As we were driving back down I-25 toward home yesterday evening, the storm clouds were off to the East full of lightning and the mountains were off to the West.  I-25 is a North to South road at that point and you could fairly clearly see the demarcation between the storm and the clear skies to the South.  When we reached home, I sat out on the front porch and watched the lightning to the East as the darkness of night overtook us.  When I looked staight up though, I saw hundreds, no thousands of stars, and as I looked around the corner of the house to the West, I could see the outline of the mountains in the nightime horizon.

As I sat listening to the silence (the lightning was too far away to hear any rumble of the thunder), I began thinking about how that exact scenario mirrors business and life.  We’re heading down a path and may be in clear skies with some pretty good success at any given time, but off to the left of our path are the ominous storm clouds that always seem to be just off in the distance ready to create havoc over our lives or our business operations and off to the right is the treacherous terrain of the mountains which are the great barriers to progress that must be overcome in order to reach that next plateau of success.  With some great planning, some great market intelligence, and some great luck, that North-South drive under the stars of success in business may continue for quite some time, allowing us to put off the storm or to avoid the climb into the mountains for an extended period of business or personal peace.  But inevitably, the storm clouds will roll in or our path will force us to turn into those clouds.  We may veer right to avoid the storm though, and we may end up climbing into the mountains hoping we have the horsepower and the fuel to make it to the top and then over to the other side, but even that creates enormous new challenges that must be dealt with in order to get to the peak.

In my personal life, I’ve had extended periods of stars with times of big storms and other times of climbing huge mountains.  In business, because I thrive on high growth and start up environments, the periods of peace under the stars are comparatively short, and I always seem to be driving on the edge of the storm or in the foothills of the mountains…sometimes I’m in the midst of a business hurricane and other times near vertical trying to climb that mountain.

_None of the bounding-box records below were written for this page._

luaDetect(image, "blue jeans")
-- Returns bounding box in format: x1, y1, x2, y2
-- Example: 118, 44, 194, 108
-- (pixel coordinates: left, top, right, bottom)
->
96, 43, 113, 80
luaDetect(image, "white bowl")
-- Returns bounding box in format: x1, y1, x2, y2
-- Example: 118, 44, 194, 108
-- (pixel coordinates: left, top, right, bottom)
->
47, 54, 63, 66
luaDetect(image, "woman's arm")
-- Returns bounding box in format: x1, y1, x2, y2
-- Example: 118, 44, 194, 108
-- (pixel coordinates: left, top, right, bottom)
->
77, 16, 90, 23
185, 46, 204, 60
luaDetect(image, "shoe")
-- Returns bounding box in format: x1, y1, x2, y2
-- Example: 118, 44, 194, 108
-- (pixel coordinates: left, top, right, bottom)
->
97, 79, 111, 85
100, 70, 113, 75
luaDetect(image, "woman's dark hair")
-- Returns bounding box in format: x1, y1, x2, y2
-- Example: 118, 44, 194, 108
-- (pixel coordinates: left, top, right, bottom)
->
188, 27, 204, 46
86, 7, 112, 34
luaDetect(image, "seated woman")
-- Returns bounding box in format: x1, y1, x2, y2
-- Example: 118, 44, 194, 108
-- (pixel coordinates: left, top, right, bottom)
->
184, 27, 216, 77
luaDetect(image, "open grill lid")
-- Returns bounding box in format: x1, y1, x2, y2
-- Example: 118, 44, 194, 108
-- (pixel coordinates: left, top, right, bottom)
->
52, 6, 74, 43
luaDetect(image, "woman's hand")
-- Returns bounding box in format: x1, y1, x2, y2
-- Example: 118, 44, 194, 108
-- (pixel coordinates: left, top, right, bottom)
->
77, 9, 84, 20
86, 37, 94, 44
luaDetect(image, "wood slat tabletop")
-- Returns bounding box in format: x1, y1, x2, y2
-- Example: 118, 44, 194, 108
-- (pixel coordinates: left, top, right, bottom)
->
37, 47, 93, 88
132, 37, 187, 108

In both life and in business for me, I’ve sensed or seen the storm and through indecision or disbelief that the storm would move over my path, I’ve failed to prepare properly and thus suffered the consequences of the storm.  I’ve never turned willingly into the metaphorical storm, but I sure have seen the results of my lack of preparation or my slowness to decide. 

In both life and in business I have willingly turned into the mountains and charged upward, pumping more fuel and power into my life or into the business to maintain pace and to continue to climb.  In many cases we crested the mountain and gained pace on the other side, but every now and then, we couldn’t make it to the top and had to abandon the car or head back down to level ground.

As I sat on my porch, a song I learned in church kept coming to mind.  It’s called “Through It All”, and I kept singing it quietly and humming it to myself:

“I thank God for the mountains,

I thank God for the valleys,

I thank Him for the storms He brought me through.

For if I never had a problem,

I wouldn’t know that He could solve them,

I wouldn’t know what faith in God could do.”

It’s hard to appreciate the storms or the mountains when you’re facing both or either, but when those storms have abated or the mountains have been crested, I always find reasons to smile as I continue my path on the other side.

And one more thing…the storms are not nearly as ominous and the mountains are not nearly as treacherous if your partners and peers in that journey are folks that you love and respect and they provide support and encouragement through it all…that’s something very special.